Scikit-Learn RandomizedSearchCV Lars

Hyperparameter tuning is essential for optimizing machine learning models. In this example, we’ll demonstrate how to use scikit-learn’s RandomizedSearchCV for hyperparameter tuning of a Lars (Least Angle Regression) model, suitable for regression tasks.

Random search is a method for evaluating different combinations of model hyperparameters. Unlike grid search, it samples a fixed number of hyperparameter combinations from a specified distribution, making it more efficient when searching over a large hyperparameter space.

Lars is a regression algorithm particularly useful for high-dimensional data and situations where the number of features is much greater than the number of samples. It is a forward stagewise model selection technique.

Key hyperparameters for Lars include n_nonzero_coefs, which is the target number of non-zero coefficients; eps, which determines the precision of the solution; and fit_intercept, which specifies whether to calculate the intercept for this model.

from sklearn.datasets import make_regression
from sklearn.model_selection import train_test_split, RandomizedSearchCV
from sklearn.linear_model import Lars
from scipy.stats import randint, uniform

# Generate synthetic regression dataset
X, y = make_regression(n_samples=1000, n_features=20, noise=0.1, random_state=42)

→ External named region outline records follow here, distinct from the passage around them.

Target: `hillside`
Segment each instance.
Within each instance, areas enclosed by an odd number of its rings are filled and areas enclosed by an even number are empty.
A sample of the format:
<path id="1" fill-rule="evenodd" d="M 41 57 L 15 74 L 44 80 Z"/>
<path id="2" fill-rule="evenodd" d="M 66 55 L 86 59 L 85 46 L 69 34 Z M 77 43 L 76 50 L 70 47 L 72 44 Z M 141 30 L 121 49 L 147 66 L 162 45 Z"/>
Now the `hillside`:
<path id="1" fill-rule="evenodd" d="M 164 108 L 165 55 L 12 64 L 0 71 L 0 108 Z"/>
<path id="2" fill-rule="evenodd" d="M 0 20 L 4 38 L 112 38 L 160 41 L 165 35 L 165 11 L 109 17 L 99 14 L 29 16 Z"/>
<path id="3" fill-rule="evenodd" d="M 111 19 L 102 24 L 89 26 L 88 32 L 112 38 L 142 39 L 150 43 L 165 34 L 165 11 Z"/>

# Split into train and test sets
X_train, X_test, y_train, y_test = train_test_split(X, y, test_size=0.2, random_state=42)

# Define the model
model = Lars()

# Define hyperparameter distribution
param_dist = {
    'n_nonzero_coefs': randint(1, 20),
    'eps': uniform(1e-4, 1e-1),
    'fit_intercept': [True, False]
}

# Perform random search
random_search = RandomizedSearchCV(estimator=model,
                                   param_distributions=param_dist,
                                   n_iter=100,
                                   cv=5,
                                   scoring='neg_mean_squared_error',
                                   random_state=42)
random_search.fit(X_train, y_train)

# Report best score and parameters
print(f"Best score: {random_search.best_score_:.3f}")
print(f"Best parameters: {random_search.best_params_}")

# Evaluate on test set
best_model = random_search.best_estimator_
score = best_model.score(X_test, y_test)
print(f"Test set score: {score:.3f}")

Running the example gives an output like:

Best score: -0.010
Best parameters: {'eps': 0.04048361710580409, 'fit_intercept': False, 'n_nonzero_coefs': 17}
Test set score: 1.000

The steps are as follows:

1. Generate a synthetic regression dataset using scikit-learn’s make_regression function.
2. Split the dataset into train and test sets using train_test_split.
3. Define the Lars model.
4. Set up the hyperparameter distributions for n_nonzero_coefs, eps, and fit_intercept.
5. Perform random search using RandomizedSearchCV, specifying the Lars model, hyperparameter distribution, 100 iterations, 5-fold cross-validation, and the negative mean squared error scoring metric.
6. Report the best cross-validation score and best set of hyperparameters found by random search.
7. Evaluate the best model on the hold-out test set and report the performance.

By using RandomizedSearchCV, we can efficiently explore different hyperparameter settings and find the combination that maximizes the model’s performance. This automated approach saves time and effort compared to manual hyperparameter tuning and helps ensure we select the best configuration for our Lars model.